The lot sizes proposed by Woodland Development Co. will range from 14,590 to 18,720 square feet. This far exceeds the minimum lot size requirement of 10,800 square feet for this R-1AA residential zoning district.
Woodland Development will need approval from the Coon Creek Watershed District for maintenance of the new stormwater pond.
The council also approved a final plat for Ellie’s Cove, which will include 11 detached townhomes on the north side of North Road between Jewel and Lever streets. The Centennial School District’s campus is just east of this new development.
Council Member Dick Swanson is concerned that there would be a separate association for these 11 homes. He has historically opposed developments when he felt the homeowners associations were too small because he feels these will have a greater chance of financially struggling.

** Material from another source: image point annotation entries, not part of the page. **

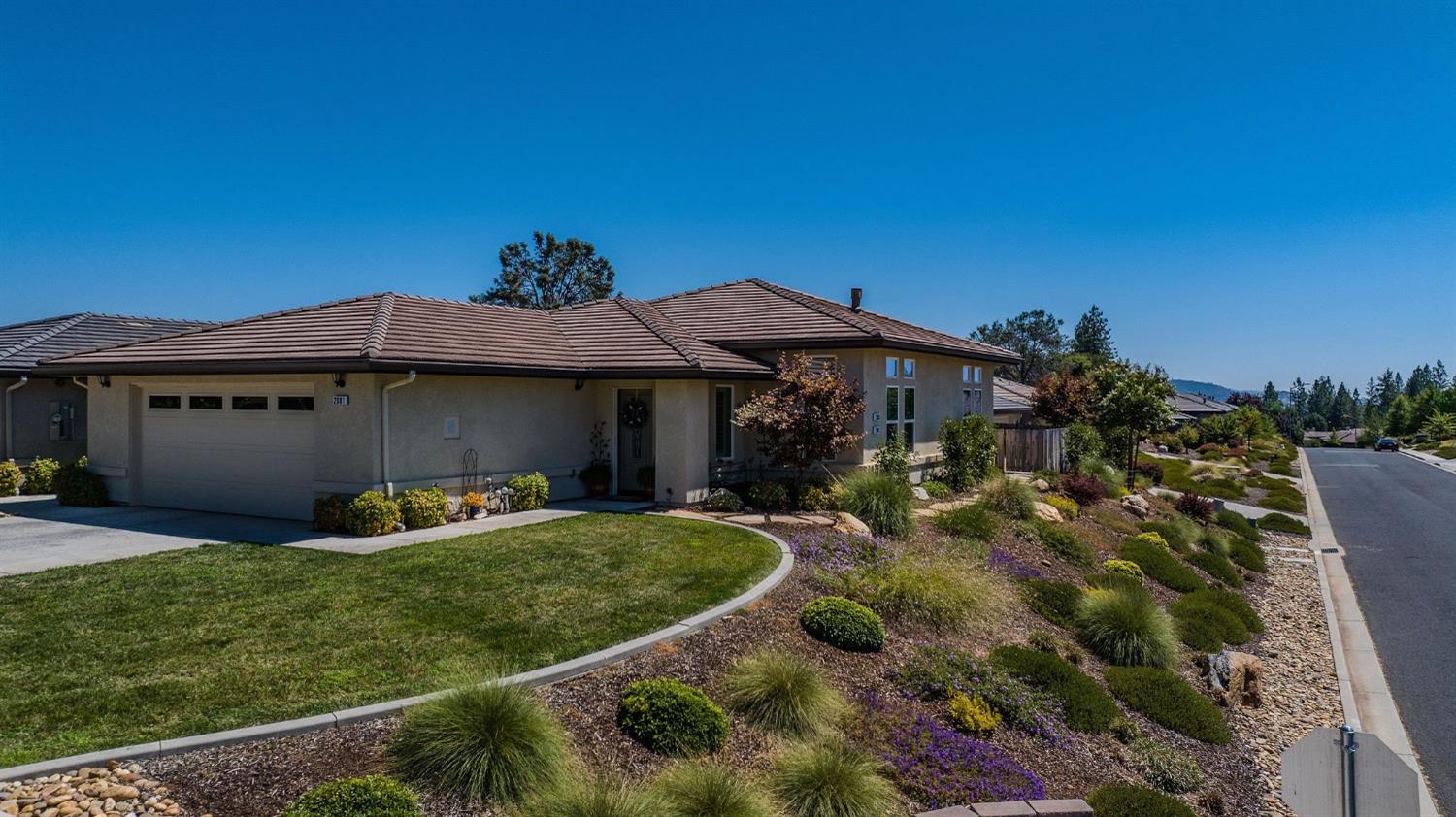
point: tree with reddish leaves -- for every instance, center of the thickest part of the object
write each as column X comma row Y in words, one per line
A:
column 809, row 418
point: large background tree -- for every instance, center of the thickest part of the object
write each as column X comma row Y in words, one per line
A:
column 1036, row 335
column 550, row 274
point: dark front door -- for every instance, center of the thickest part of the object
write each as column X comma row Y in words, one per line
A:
column 635, row 441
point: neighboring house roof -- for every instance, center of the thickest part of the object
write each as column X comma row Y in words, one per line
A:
column 1012, row 396
column 23, row 345
column 611, row 337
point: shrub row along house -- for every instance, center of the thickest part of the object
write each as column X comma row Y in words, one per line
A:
column 390, row 392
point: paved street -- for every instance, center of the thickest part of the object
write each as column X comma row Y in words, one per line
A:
column 1397, row 520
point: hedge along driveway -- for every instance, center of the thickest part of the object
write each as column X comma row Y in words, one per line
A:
column 227, row 636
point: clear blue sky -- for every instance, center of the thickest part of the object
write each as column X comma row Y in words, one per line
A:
column 1251, row 191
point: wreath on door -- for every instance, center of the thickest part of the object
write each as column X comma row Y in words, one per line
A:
column 634, row 415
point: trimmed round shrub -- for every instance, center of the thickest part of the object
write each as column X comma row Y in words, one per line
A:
column 424, row 507
column 40, row 476
column 1085, row 705
column 1165, row 698
column 491, row 743
column 830, row 779
column 372, row 514
column 1135, row 801
column 844, row 624
column 782, row 694
column 672, row 717
column 529, row 491
column 1127, row 628
column 878, row 500
column 357, row 797
column 329, row 513
column 11, row 475
column 708, row 790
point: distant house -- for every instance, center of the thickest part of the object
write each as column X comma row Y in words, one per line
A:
column 46, row 417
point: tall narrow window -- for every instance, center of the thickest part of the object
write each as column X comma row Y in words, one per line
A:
column 722, row 423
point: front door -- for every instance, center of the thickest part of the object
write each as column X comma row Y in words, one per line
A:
column 635, row 476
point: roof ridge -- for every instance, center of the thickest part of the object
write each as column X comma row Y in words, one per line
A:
column 46, row 335
column 378, row 328
column 655, row 322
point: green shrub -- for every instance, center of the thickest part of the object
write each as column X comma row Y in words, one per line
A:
column 710, row 790
column 782, row 694
column 372, row 514
column 1283, row 525
column 1161, row 566
column 76, row 485
column 839, row 622
column 1127, row 628
column 967, row 450
column 424, row 507
column 670, row 717
column 40, row 476
column 973, row 522
column 1053, row 601
column 830, row 779
column 1085, row 705
column 529, row 491
column 1117, row 800
column 11, row 475
column 1168, row 700
column 937, row 490
column 878, row 500
column 355, row 797
column 1063, row 542
column 1217, row 567
column 1009, row 497
column 491, row 741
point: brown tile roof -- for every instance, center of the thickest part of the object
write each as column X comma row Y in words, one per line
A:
column 690, row 335
column 22, row 345
column 757, row 314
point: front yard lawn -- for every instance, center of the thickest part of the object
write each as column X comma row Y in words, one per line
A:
column 195, row 641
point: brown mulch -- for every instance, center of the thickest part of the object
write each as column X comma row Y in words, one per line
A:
column 258, row 779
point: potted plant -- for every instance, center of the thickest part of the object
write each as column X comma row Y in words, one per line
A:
column 597, row 475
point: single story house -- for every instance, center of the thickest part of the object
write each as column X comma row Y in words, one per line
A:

But he joined the ‘yes’ votes this time because the council had approved this same development before.
Schafer said another developer proposed the same exact concept in 2015 under the name Carole’s Cove.
However, Swanson voted against the next housing proposal to come up on the April 6 agenda because its association will have 18 properties.
Aspen Garden Holdings, LLC is proposing to construct five multi-unit townhome buildings that will have a total of 18 units. The development will be just south of Our Saviors Lutheran Church along Lexington Avenue.
“I think something this small you’re asking for trouble,” said Swanson, who added he would have been more supportive if these were rental units with one landlord controlling all 18 properties.
These townhomes were not Aspen Garden Holdings’ originally plan. It had received council approval in November 2015 for a 41-unit senior housing development that would have included assisted living and memory care. Schafer told the council in his staff report that the applicant decided on a different direction because of financial reasons.